A good review often ends with one useful sentence: "This field can no longer be confused with that one." If you can say that for IDs, money, and statuses, you are on the right track.

Where to go next

Pick one flow that breaks in small, annoying ways and refactor only that part this week. Orders, billing, user signup, and access control are common candidates because loose IDs, money fields, and status flags tend to pile up there first.

Keep the first pass small. Turn one raw string ID into a typed ID. Wrap one money value so amount and currency travel together. Replace one open text status field with a small type that accepts only valid states.

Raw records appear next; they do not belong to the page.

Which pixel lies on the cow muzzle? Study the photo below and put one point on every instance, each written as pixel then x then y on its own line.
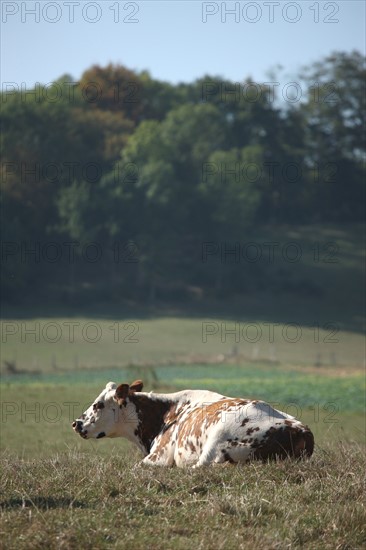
pixel 78 428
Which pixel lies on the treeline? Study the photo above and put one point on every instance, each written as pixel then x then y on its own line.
pixel 119 183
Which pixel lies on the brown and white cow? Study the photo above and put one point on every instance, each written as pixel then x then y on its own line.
pixel 194 427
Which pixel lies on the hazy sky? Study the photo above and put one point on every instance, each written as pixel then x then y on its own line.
pixel 174 40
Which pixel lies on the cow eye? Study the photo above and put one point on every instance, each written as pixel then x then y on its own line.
pixel 98 406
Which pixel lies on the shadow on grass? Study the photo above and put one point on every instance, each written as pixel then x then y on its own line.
pixel 42 503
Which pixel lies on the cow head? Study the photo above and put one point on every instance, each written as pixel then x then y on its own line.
pixel 109 415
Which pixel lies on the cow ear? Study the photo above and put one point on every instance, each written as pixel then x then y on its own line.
pixel 121 394
pixel 137 385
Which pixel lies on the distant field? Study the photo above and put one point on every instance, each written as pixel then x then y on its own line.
pixel 54 344
pixel 298 345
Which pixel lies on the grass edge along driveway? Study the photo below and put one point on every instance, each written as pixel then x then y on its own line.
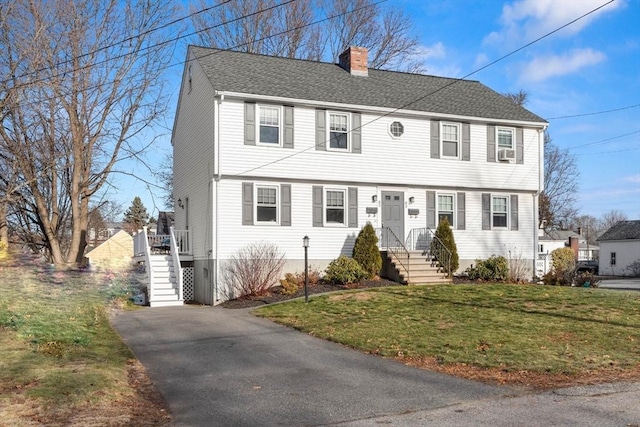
pixel 536 336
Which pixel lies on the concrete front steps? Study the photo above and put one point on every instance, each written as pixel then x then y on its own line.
pixel 163 288
pixel 422 269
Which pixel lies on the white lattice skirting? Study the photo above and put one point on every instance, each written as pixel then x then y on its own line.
pixel 187 282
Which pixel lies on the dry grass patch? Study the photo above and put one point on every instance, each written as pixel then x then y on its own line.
pixel 522 334
pixel 60 361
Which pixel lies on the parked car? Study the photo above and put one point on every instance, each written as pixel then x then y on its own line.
pixel 587 267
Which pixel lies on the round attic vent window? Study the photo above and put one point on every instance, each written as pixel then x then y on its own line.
pixel 397 129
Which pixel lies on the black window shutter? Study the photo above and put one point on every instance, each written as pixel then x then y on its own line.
pixel 247 203
pixel 317 206
pixel 513 205
pixel 288 127
pixel 435 139
pixel 356 133
pixel 285 204
pixel 461 212
pixel 353 206
pixel 519 146
pixel 431 209
pixel 466 142
pixel 491 143
pixel 321 130
pixel 249 123
pixel 486 211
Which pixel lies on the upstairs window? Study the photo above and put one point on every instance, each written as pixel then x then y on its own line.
pixel 499 211
pixel 450 140
pixel 396 129
pixel 335 208
pixel 267 204
pixel 505 138
pixel 269 132
pixel 338 131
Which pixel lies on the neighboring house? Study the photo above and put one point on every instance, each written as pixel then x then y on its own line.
pixel 620 248
pixel 273 149
pixel 112 254
pixel 96 236
pixel 548 241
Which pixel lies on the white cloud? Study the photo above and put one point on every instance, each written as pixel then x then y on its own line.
pixel 434 59
pixel 632 178
pixel 526 20
pixel 542 68
pixel 435 51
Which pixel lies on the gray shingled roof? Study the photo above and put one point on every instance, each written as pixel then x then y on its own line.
pixel 622 230
pixel 326 82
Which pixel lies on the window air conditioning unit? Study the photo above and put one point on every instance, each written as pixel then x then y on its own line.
pixel 506 154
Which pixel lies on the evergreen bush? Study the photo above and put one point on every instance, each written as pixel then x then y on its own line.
pixel 493 269
pixel 344 270
pixel 366 251
pixel 445 234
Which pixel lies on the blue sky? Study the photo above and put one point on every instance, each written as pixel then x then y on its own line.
pixel 585 69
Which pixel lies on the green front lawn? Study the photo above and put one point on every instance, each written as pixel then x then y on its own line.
pixel 510 327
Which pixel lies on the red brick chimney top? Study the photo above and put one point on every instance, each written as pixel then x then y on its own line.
pixel 354 60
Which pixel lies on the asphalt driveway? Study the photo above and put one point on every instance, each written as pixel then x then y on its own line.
pixel 219 367
pixel 216 366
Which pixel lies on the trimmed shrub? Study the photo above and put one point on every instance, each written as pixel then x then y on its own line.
pixel 254 269
pixel 494 269
pixel 563 268
pixel 366 252
pixel 445 234
pixel 344 270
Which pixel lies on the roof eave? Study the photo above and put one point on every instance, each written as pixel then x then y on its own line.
pixel 374 109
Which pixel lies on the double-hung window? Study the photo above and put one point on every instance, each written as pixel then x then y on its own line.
pixel 499 211
pixel 446 208
pixel 505 138
pixel 450 139
pixel 269 131
pixel 335 207
pixel 267 204
pixel 339 131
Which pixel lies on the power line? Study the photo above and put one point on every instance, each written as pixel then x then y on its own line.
pixel 203 56
pixel 602 140
pixel 436 90
pixel 143 49
pixel 114 44
pixel 594 113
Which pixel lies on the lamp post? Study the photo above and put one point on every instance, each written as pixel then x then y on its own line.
pixel 305 243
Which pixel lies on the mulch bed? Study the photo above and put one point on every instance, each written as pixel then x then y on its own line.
pixel 277 295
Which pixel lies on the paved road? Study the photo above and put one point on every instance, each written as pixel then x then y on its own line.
pixel 622 283
pixel 226 367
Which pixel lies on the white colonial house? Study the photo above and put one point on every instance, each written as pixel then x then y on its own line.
pixel 620 249
pixel 269 149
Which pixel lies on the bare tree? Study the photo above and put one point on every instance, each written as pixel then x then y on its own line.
pixel 556 205
pixel 75 99
pixel 519 98
pixel 287 29
pixel 558 200
pixel 611 218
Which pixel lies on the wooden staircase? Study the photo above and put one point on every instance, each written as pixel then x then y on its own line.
pixel 163 284
pixel 422 269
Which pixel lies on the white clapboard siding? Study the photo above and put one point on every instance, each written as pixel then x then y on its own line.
pixel 193 159
pixel 384 159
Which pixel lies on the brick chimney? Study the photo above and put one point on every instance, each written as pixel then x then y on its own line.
pixel 354 60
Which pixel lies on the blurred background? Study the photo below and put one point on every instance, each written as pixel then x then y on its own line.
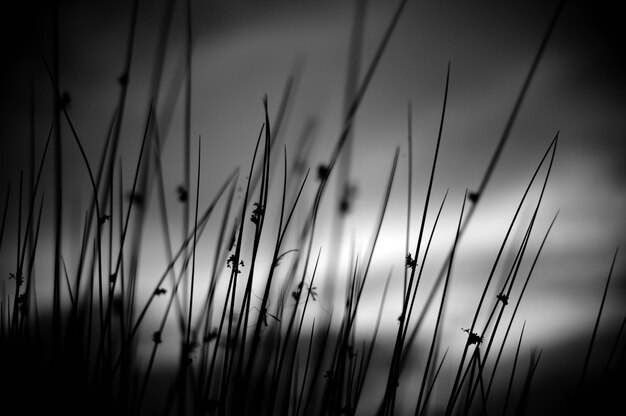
pixel 242 51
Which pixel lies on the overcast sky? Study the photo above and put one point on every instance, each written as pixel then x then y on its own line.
pixel 244 50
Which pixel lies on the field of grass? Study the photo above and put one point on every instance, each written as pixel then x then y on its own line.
pixel 154 298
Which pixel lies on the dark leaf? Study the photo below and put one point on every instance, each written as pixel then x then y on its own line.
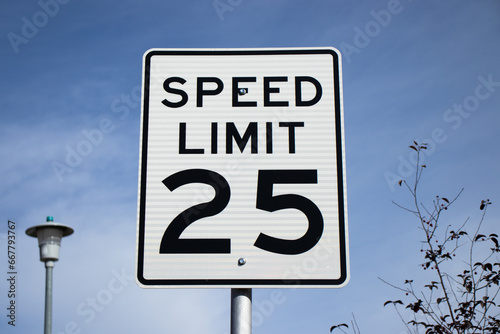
pixel 479 236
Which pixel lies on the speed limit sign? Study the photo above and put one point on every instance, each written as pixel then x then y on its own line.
pixel 242 170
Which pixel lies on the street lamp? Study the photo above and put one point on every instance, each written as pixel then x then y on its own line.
pixel 49 240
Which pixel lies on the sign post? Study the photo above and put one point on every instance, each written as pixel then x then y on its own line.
pixel 242 170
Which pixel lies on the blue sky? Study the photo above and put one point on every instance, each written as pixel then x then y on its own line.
pixel 428 72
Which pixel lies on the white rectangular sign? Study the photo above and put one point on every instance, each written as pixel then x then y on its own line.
pixel 242 172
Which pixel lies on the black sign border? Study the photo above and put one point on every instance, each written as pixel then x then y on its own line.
pixel 242 283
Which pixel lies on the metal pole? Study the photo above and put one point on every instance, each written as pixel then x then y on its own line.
pixel 241 311
pixel 49 266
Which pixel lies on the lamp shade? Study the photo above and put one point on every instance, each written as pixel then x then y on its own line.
pixel 49 238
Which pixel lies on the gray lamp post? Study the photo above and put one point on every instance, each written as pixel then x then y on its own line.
pixel 49 240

That is enough to show whether domain primitives pay off in your codebase.

After the change, watch a few plain signals: support issues tied to wrong values or mixed IDs, review comments that ask "what does this string mean?", time spent tracing bugs across controllers and jobs, and test cases you can delete because the type now blocks bad input early. You do not need a dashboard for this. A short note in your sprint doc is enough.

Then write one team rule and keep it short. New business values should not start life as raw strings if they have rules, meaning, or formatting. IDs, money, status, and similar fields get their own small types once they show up in more than one place.

This matters even more for teams that move fast. When reviews get shorter and bug reports get more boring, people usually stop arguing about the pattern and start using it on their own.

If your team wants outside input, Oleg Sotnikov advises startups and small companies on practical architecture changes like this. The goal is usually the same: fix one risky path, set a clear rule, and build from there.

That is a better next step than opening a broad cleanup ticket. Small types earn trust when they remove one real bug at a time.